The film’s second important achievement is in the direction of John Badham (who made “Saturday Night Fever” in 1977) and in the contributions of the key production artists. The art direction, the music, the special effects give us a 19th-century setting that is at once halfway convincing and charmingly unreal. There is no way in the world, for example, that Dracula’s castle in this film could actually exist. Its stark towers and parapets exist only on the covers of Gothic potboilers. But Albert Whitlock’s matte drawings of the castle, combined with actual foregrounds, give it a kind of surrealistic solidity, and the music makes it soaringly ominous.
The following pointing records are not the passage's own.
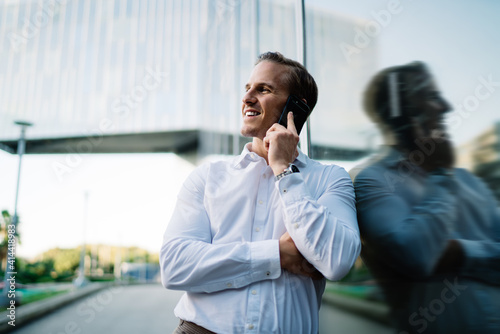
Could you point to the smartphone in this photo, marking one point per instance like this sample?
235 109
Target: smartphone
300 112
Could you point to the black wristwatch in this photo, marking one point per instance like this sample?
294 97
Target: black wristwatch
290 170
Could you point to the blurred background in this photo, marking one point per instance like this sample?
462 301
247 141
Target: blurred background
126 97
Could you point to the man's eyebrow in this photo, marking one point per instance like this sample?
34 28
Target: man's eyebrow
261 84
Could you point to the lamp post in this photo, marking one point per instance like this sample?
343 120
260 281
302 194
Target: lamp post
8 294
81 281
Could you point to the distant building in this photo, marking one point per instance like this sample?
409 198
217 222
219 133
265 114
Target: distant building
168 75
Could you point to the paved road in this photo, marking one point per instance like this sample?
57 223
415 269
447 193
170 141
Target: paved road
148 309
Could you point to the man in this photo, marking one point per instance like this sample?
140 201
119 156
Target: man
430 232
252 239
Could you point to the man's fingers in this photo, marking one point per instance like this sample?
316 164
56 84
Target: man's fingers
291 123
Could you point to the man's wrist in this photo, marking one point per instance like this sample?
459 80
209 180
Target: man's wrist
278 169
287 171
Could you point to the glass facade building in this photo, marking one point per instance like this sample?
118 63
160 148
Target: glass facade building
79 68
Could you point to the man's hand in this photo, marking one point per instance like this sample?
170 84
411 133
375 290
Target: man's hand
292 261
281 145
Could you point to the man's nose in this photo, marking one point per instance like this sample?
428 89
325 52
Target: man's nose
249 97
445 106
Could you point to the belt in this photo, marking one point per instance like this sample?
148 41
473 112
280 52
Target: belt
187 327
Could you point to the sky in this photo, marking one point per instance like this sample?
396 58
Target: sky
131 197
458 39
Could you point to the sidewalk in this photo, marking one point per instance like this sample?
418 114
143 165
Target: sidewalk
26 313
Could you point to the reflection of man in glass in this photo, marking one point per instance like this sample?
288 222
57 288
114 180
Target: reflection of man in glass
430 232
252 237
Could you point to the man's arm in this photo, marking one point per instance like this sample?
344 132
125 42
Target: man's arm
411 239
190 262
481 257
324 231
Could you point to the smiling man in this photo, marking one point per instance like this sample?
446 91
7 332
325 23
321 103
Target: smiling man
253 238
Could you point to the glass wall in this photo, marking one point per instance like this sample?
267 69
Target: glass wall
79 67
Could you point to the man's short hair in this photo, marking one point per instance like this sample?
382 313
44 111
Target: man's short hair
300 81
377 95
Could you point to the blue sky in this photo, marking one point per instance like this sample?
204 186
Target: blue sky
460 40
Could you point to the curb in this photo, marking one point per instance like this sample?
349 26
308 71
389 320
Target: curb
378 312
26 313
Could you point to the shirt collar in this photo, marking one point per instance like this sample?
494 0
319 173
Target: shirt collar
248 156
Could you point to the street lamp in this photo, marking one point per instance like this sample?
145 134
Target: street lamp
81 281
10 269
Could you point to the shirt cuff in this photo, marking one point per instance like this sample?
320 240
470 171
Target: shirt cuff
265 260
289 189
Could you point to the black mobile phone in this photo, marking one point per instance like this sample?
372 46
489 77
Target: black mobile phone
300 112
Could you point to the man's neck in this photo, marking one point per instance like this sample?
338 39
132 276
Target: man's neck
259 148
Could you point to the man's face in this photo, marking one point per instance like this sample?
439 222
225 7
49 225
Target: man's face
429 106
265 98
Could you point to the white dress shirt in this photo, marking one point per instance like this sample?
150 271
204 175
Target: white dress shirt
221 245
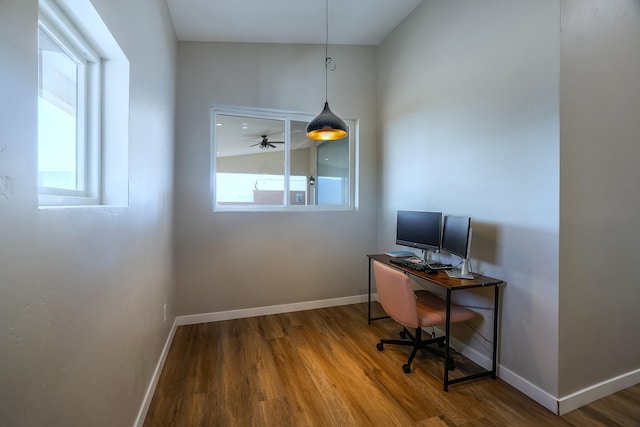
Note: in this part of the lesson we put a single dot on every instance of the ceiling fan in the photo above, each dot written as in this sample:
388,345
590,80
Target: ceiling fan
265,143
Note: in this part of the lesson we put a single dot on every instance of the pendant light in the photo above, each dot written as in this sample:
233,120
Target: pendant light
327,126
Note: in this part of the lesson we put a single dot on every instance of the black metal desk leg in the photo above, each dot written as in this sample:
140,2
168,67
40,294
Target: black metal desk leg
369,301
447,334
495,329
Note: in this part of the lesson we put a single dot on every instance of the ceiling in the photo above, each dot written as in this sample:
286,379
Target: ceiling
355,22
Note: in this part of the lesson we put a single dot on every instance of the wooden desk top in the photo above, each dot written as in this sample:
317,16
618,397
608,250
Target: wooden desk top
441,278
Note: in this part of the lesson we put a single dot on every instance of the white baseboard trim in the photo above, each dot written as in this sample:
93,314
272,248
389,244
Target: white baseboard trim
557,406
597,391
529,389
146,402
271,309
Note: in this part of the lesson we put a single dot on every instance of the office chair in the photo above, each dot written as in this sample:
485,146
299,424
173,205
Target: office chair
413,309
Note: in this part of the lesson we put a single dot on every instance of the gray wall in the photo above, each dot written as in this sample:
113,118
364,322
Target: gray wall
82,290
600,195
227,260
468,99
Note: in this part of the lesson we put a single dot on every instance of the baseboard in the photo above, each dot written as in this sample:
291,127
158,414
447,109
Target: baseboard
529,389
557,406
271,309
146,402
597,391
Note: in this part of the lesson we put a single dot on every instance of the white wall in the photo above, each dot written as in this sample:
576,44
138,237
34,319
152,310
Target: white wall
600,195
82,289
227,261
468,96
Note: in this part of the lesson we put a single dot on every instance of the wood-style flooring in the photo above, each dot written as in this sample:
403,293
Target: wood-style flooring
321,368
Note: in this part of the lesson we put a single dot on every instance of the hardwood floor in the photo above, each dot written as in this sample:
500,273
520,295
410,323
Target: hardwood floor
321,368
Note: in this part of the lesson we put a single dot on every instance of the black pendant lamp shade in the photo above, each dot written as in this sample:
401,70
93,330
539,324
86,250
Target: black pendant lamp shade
326,126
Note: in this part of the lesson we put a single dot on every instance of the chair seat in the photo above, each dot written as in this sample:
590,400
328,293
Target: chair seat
432,310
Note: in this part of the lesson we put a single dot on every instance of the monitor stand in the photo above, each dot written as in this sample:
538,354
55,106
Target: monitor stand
463,273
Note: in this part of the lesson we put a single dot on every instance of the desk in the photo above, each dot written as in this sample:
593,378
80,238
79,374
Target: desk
450,284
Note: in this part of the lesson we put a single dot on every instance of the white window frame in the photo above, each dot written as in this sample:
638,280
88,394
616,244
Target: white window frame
57,26
286,117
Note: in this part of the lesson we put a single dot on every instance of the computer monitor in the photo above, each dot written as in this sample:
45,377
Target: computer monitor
456,240
419,229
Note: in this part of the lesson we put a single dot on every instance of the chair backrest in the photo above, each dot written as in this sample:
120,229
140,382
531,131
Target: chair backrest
396,294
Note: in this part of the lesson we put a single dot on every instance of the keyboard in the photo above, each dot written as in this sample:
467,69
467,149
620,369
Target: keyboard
438,266
421,265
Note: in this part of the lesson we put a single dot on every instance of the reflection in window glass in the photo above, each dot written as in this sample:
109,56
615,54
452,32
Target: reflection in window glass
264,159
57,117
333,172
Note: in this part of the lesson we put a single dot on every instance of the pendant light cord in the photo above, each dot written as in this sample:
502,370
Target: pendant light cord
329,65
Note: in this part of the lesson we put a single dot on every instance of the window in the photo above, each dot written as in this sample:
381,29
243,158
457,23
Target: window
263,160
83,108
68,110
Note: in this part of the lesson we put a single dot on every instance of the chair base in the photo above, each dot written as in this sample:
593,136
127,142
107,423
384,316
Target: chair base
418,344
The story, of course, is familiar; John Badham hasn’t updated Dracula, thank God. What he has done, though, is concentrate a little more fully on the tragedy of having to live forever. Being Dracula isn’t all fun. But Frank Langella gives the fate of his character a certain nobility, and one of the most affecting passages in the movie is his justification of himself to the lover of a woman he has seduced: He will show her the final intensity of life, he will take her beyond the everyday, he will take her to the grave to spare her from the grave.
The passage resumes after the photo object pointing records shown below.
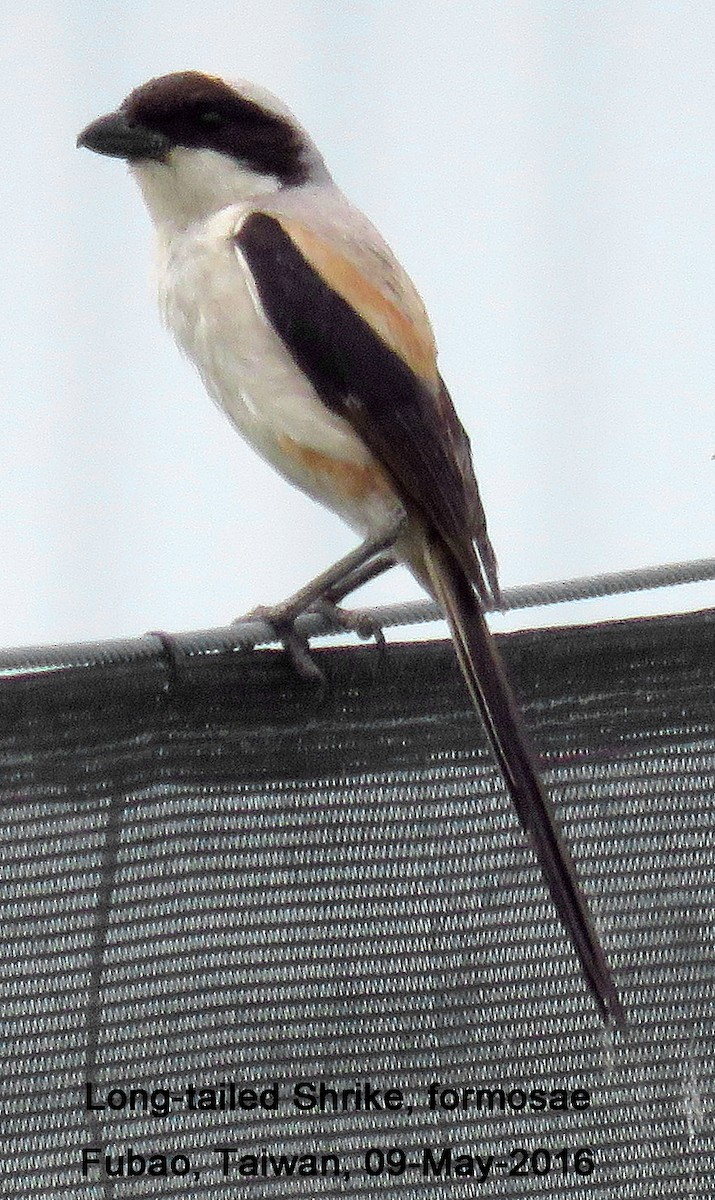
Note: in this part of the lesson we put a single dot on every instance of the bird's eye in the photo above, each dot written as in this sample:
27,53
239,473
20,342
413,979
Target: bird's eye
211,117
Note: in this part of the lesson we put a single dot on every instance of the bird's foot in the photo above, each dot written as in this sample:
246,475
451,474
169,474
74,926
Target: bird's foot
350,621
282,621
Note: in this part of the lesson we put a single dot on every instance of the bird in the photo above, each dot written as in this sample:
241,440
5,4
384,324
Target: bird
308,333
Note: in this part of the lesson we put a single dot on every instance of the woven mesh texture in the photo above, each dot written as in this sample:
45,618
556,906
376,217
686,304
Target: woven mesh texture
244,877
Some of the film’s visual moments are stunning. Dracula, for example, creeping straight down the sides of a castle wall. The interior grandeur of the castle he inhabits, all spider webs and candles. His head, the eyes glowing, appearing suddenly in the window of a woman’s chamber upside down. The acts of vampire lovemaking, which suggest an erotic intensity without any sexual explicitness–and in which Dracula does not, by the way, depend upon fangs for his appeal.
Frank Langella is surrounded by a first-rate cast. There’s noble old Laurence Olivier, creeping out of an open grave and into a rats’ tunnel. Donald Pleasance, the veteran of countless Hammer Studios horror films from Britain, providing a cheerful link to the express-lane Draculas of Christopher Lee. And Kate Nelligan, as Lucy, relenting so lusciously to Dracula as the house holds its breath.